Meny
Summary in English
In 2023 and 2024, the Norwegian Board of Health Supervision conducted a nationwide supervision of suicide prevention in adult mental health services. The overarching theme of the supervision was whether adult mental health services provide safe and high-quality care for patients with depression. To answer this, we investigated the following:
- Specialist assessment within the first 24 hours
- Gathering relevant information from next of kin
- Diagnostic evaluations
- Communication of diagnostic evaluations and treatment options
- Evidence-based treatment
- Information flow between support staff and the responsible clinician
- Safe discharge
These measures have proven to be effective in the treatment of patients with depression and should be implemented in specialist health services.
In addition to examining practice in these seven areas, we also investigated how hospitals systematically and continuously work to identify risk areas in the treatment of patients with depression, implement interventions, evaluate the effectiveness of those interventions, and adjust them based on the evaluation.
Main Findings from the Supervision
The supervision uncovered several critical areas that require attention and improvement in order to enhance patient safety and reduce the risk of suicide among patients with depression.
- Five out of ten hospitals did not have an established practice to ensure that patients with depression were assessed by a specialist promptly. This may result in serious conditions going undetected, potentially causing cascading failures throughout the treatment process.
- In two hospitals, information from next of kin was not systematically collected, and in six others, such information was not adequately documented. This can lead to important information not being considered during treatment.
- In seven hospitals, there were no provisions to ensure that patients received treatment based on updated diagnostic evaluations. This can result in ineffective treatment.

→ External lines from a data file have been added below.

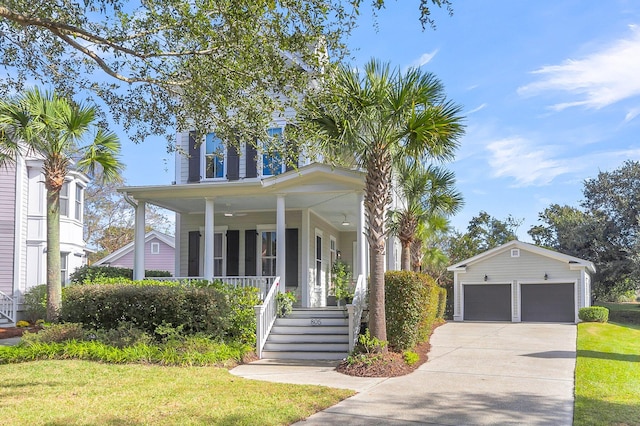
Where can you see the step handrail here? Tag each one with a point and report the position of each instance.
(7, 307)
(266, 316)
(355, 310)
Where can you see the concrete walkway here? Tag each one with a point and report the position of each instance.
(477, 373)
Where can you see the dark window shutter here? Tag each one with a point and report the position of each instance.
(291, 246)
(194, 254)
(252, 165)
(233, 163)
(233, 250)
(250, 240)
(194, 159)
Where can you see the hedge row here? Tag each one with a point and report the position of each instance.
(413, 303)
(88, 273)
(219, 311)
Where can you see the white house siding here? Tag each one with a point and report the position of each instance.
(163, 261)
(195, 222)
(7, 227)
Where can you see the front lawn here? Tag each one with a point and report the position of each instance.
(82, 392)
(607, 374)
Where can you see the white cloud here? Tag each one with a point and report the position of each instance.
(597, 80)
(424, 59)
(528, 165)
(478, 108)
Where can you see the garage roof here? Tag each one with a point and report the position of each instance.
(575, 262)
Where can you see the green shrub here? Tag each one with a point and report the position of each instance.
(87, 274)
(413, 303)
(219, 311)
(35, 303)
(55, 333)
(594, 314)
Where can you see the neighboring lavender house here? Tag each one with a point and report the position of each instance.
(23, 220)
(159, 254)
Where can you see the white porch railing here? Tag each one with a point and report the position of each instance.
(355, 310)
(7, 307)
(262, 283)
(266, 316)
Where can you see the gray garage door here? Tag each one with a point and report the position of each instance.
(487, 302)
(547, 302)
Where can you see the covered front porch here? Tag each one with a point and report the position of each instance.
(293, 225)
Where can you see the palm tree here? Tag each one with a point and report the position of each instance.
(368, 120)
(425, 194)
(53, 128)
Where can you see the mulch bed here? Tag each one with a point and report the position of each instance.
(391, 364)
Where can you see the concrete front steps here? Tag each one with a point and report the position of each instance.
(309, 333)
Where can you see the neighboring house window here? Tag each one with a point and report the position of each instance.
(272, 163)
(268, 253)
(79, 193)
(64, 200)
(64, 267)
(214, 157)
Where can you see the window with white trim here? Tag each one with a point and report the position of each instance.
(78, 202)
(214, 157)
(64, 200)
(272, 163)
(155, 248)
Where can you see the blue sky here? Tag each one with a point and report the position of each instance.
(550, 91)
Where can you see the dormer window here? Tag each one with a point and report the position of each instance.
(272, 163)
(214, 157)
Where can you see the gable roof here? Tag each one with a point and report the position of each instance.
(128, 248)
(575, 262)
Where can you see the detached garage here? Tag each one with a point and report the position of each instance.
(521, 282)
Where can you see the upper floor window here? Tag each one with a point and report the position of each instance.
(272, 163)
(79, 193)
(214, 157)
(64, 200)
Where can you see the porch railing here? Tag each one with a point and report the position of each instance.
(355, 310)
(266, 316)
(7, 307)
(261, 283)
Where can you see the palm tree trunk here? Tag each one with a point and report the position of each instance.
(376, 201)
(54, 286)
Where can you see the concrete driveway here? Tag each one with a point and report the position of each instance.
(477, 373)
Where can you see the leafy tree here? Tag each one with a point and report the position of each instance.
(369, 119)
(162, 65)
(50, 126)
(424, 193)
(109, 220)
(483, 233)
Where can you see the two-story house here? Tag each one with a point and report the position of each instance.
(23, 220)
(244, 213)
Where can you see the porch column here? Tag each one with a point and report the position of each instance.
(208, 239)
(138, 245)
(360, 238)
(281, 253)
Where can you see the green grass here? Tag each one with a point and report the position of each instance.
(81, 392)
(607, 375)
(627, 313)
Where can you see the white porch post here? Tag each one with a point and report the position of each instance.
(281, 252)
(360, 238)
(208, 239)
(304, 264)
(138, 247)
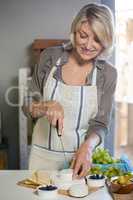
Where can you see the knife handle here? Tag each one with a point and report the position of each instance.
(57, 129)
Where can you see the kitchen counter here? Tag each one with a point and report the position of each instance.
(9, 190)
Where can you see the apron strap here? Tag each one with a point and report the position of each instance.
(58, 61)
(94, 76)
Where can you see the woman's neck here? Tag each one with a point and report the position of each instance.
(78, 62)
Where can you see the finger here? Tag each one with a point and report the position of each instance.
(72, 163)
(77, 167)
(60, 122)
(54, 121)
(83, 171)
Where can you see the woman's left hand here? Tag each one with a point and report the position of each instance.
(82, 161)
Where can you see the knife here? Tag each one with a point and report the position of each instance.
(62, 145)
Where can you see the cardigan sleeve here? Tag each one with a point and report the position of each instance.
(100, 123)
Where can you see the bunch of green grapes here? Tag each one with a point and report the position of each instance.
(102, 156)
(108, 172)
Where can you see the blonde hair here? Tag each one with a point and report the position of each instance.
(101, 20)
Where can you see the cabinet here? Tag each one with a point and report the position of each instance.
(24, 80)
(3, 155)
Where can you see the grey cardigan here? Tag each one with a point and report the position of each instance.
(106, 83)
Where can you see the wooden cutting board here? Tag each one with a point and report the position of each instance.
(30, 184)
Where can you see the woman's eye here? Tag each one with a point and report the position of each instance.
(83, 36)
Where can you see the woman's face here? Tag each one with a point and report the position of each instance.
(87, 45)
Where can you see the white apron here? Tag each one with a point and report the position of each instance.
(80, 105)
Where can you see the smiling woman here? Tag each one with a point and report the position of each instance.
(76, 89)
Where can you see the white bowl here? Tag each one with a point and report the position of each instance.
(47, 194)
(66, 174)
(95, 182)
(78, 190)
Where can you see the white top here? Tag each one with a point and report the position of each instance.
(9, 190)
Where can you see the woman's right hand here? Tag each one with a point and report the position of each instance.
(51, 109)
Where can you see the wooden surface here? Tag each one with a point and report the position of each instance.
(10, 190)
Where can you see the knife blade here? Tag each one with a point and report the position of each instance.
(62, 145)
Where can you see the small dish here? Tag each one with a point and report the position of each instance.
(66, 174)
(78, 190)
(47, 191)
(95, 180)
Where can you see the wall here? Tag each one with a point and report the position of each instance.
(20, 23)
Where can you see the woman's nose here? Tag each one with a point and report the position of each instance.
(89, 43)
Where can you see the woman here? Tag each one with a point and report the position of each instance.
(76, 85)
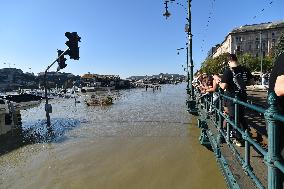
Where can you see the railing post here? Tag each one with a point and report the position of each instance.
(273, 143)
(247, 151)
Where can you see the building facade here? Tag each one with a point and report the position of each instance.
(256, 39)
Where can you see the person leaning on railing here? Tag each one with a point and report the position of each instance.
(276, 84)
(233, 82)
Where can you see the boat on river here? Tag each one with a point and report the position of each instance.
(96, 100)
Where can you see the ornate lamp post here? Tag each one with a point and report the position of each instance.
(191, 102)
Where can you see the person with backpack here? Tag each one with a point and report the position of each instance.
(276, 84)
(233, 82)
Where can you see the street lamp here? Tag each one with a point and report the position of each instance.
(190, 89)
(167, 13)
(186, 69)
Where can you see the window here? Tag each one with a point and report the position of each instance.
(249, 47)
(273, 34)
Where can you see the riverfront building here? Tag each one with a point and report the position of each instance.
(255, 39)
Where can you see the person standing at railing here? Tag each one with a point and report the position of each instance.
(276, 84)
(233, 82)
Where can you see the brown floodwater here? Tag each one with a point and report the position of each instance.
(144, 140)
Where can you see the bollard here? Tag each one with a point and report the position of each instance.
(273, 143)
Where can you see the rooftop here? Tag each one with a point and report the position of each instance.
(261, 26)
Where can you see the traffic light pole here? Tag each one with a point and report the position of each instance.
(48, 108)
(191, 101)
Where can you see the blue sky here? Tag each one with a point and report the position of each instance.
(123, 37)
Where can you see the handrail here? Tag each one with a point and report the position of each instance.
(271, 155)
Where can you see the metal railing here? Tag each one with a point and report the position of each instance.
(271, 155)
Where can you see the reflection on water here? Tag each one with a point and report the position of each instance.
(144, 140)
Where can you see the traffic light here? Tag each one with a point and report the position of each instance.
(61, 60)
(72, 43)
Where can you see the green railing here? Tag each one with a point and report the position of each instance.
(271, 155)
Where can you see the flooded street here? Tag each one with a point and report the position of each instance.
(144, 140)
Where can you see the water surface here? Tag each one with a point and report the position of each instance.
(144, 140)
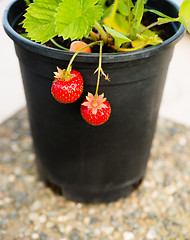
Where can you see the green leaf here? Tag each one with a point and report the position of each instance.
(157, 13)
(118, 37)
(138, 12)
(146, 38)
(119, 23)
(76, 20)
(123, 8)
(40, 20)
(184, 14)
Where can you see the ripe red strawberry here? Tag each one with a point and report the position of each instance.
(67, 87)
(95, 113)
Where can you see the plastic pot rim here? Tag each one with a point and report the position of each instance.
(89, 57)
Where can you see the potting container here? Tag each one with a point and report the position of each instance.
(87, 163)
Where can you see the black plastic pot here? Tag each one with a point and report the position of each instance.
(94, 164)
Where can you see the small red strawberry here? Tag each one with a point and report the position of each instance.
(67, 87)
(95, 112)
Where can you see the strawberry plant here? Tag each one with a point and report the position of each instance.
(85, 23)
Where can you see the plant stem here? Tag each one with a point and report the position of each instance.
(159, 23)
(27, 2)
(99, 73)
(58, 45)
(113, 13)
(130, 49)
(76, 53)
(94, 36)
(101, 31)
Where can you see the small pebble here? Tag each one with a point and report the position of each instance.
(128, 236)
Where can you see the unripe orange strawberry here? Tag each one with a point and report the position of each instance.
(76, 45)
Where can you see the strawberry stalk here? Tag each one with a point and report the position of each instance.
(100, 70)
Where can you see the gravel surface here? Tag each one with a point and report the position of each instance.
(159, 209)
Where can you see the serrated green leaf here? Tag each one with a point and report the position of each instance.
(157, 13)
(76, 20)
(40, 20)
(123, 8)
(119, 23)
(147, 38)
(138, 12)
(118, 37)
(184, 14)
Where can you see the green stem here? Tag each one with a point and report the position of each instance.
(27, 2)
(76, 53)
(115, 5)
(159, 23)
(59, 46)
(99, 73)
(101, 31)
(129, 9)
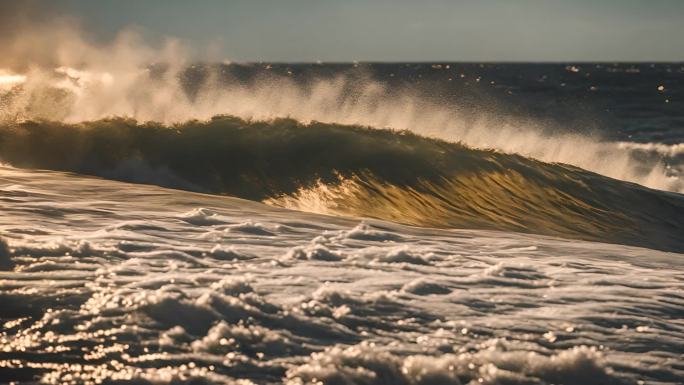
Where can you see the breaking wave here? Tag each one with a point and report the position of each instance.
(357, 171)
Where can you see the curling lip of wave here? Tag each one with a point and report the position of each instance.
(356, 171)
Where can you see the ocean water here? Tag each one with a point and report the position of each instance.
(420, 223)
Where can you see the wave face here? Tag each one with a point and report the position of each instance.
(357, 171)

- The discharge process was deemed unsafe in five out of ten hospitals, including deficiencies in planning and coordination with services responsible for follow-up care after discharge.
- Inadequate governance and leadership increase the risk of failure in the care provided to patients with depression. There is a need for clear objectives and systematic efforts to ensure the quality of treatment.
Lack of specialist assessments and diagnostic evaluations may lead to incorrect treatment, while shortcomings in the discharge process may increase the risk of suicide after patients are discharged from the hospital. The violations uncovered during the supervision pose a risk that patients are discharged without having received appropriate treatment with a suicide-preventive effect and without sufficient support to handle potential new crises after discharge. By implementing improvements in these areas, hospitals can enhance patient safety and the quality of care for patients with depression.